You are viewing a plain text version of this content. The canonical link for it is here.
Posted to commits@arrow.apache.org by em...@apache.org on 2019/06/27 07:20:51 UTC

[arrow] branch master updated: ARROW-5705: [Java] Optimize BaseValueVector#computeCombinedBufferSize logic

This is an automated email from the ASF dual-hosted git repository.
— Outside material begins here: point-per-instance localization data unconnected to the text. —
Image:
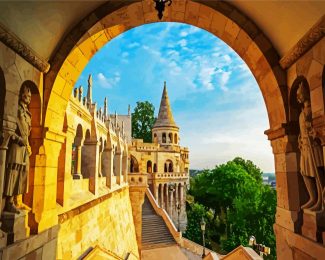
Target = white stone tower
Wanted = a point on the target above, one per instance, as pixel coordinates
(165, 131)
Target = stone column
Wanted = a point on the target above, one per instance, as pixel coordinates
(161, 204)
(77, 174)
(176, 203)
(118, 168)
(137, 198)
(93, 162)
(170, 203)
(44, 209)
(289, 188)
(64, 179)
(166, 202)
(100, 155)
(108, 166)
(155, 191)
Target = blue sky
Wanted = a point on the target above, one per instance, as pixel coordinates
(214, 97)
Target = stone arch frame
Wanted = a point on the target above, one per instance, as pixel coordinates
(323, 84)
(218, 17)
(149, 166)
(170, 138)
(35, 139)
(163, 138)
(294, 107)
(134, 165)
(2, 100)
(170, 166)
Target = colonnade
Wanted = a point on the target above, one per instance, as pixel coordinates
(170, 196)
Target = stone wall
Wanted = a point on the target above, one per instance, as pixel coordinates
(108, 224)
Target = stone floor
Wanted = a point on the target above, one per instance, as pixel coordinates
(170, 253)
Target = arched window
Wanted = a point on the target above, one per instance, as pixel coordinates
(2, 99)
(169, 166)
(149, 166)
(134, 166)
(170, 138)
(164, 138)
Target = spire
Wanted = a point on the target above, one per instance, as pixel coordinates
(165, 116)
(90, 91)
(105, 108)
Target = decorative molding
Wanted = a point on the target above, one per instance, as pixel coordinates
(18, 46)
(316, 33)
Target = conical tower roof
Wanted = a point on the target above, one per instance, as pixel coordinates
(165, 116)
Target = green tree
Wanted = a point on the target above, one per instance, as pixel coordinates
(250, 168)
(241, 203)
(143, 120)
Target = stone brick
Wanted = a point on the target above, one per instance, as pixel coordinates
(192, 13)
(218, 24)
(314, 74)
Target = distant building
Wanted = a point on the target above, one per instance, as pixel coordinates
(165, 162)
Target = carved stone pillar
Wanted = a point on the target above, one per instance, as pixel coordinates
(161, 204)
(118, 168)
(156, 191)
(108, 166)
(137, 198)
(166, 202)
(64, 179)
(100, 155)
(92, 157)
(170, 203)
(77, 174)
(44, 209)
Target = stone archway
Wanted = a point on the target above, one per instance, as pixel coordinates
(219, 18)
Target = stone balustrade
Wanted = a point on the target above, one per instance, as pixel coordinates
(137, 179)
(170, 175)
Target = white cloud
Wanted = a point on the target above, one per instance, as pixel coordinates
(133, 45)
(182, 43)
(105, 82)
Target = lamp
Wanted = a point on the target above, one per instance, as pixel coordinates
(262, 249)
(178, 213)
(160, 6)
(202, 223)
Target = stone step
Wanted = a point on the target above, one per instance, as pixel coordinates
(154, 230)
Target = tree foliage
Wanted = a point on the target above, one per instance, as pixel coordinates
(143, 120)
(241, 204)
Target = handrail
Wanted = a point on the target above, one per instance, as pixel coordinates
(169, 223)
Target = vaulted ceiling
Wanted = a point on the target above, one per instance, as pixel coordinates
(42, 25)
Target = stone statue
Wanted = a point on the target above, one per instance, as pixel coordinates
(17, 159)
(311, 159)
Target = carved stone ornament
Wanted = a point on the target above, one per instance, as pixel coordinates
(311, 157)
(316, 33)
(17, 158)
(14, 43)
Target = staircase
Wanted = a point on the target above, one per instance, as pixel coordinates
(154, 230)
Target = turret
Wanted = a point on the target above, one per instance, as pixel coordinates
(165, 131)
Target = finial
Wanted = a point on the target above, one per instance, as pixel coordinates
(90, 80)
(89, 91)
(105, 107)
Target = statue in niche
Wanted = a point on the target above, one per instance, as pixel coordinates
(17, 160)
(311, 159)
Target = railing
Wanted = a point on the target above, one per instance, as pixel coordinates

emkornfield pushed a commit to branch master
in repository https://gitbox.apache.org/repos/asf/arrow.git


The following commit(s) were added to refs/heads/master by this push:
     new aaea93f  ARROW-5705: [Java] Optimize BaseValueVector#computeCombinedBufferSize logic
aaea93f is described below

commit aaea93f332d03463db33ddccfcaa772bf33d2253
Author: tianchen <ni...@alibaba-inc.com>
AuthorDate: Thu Jun 27 00:18:03 2019 -0700

    ARROW-5705: [Java] Optimize BaseValueVector#computeCombinedBufferSize logic
    
    Related to [ARROW-5705](https://issues.apache.org/jira/browse/ARROW-5705).
    Now in BaseValueVector#computeCombinedBufferSize, it computes validity buffer size as follow:
    
    roundUp8(getValidityBufferSizeFromCount(valueCount))
    
    which can be be expanded to
    
    (((valueCount + 7) >> 3 + 7) / 8) * 8
    
    Seems there's no need to compute bufferSize first and expression above could be replaced with:
    
    (valueCount + 63) / 64 * 8
    
    In this way, performance of computeCombinedBufferSize would be improved. Performance test:
    
    Before:
    BaseValueVectorBenchmarks.testC_omputeCombinedBufferSize_ avgt 5 4083.180 ± 180.363 ns/op
    
    After:
    
    BaseValueVectorBenchmarks.testC_omputeCombinedBufferSize_ avgt 5 3808.635 ± 162.347 ns/op
    
    Author: tianchen <ni...@alibaba-inc.com>
    
    Closes #4671 from tianchen92/ARROW-5705 and squashes the following commits:
    
    1999fde2e <tianchen> fix
    6df5f2a66 <tianchen> opt allocFixedDataAndValidityBufs
    fc5a5a696 <tianchen> Optimize BaseValueVector#computeCombinedBufferSize logic
---
 .../arrow/vector/BaseValueVectorBenchmarks.java    | 97 ++++++++++++++++++++++
 .../org/apache/arrow/vector/BaseValueVector.java   |  9 +-
 2 files changed, 104 insertions(+), 2 deletions(-)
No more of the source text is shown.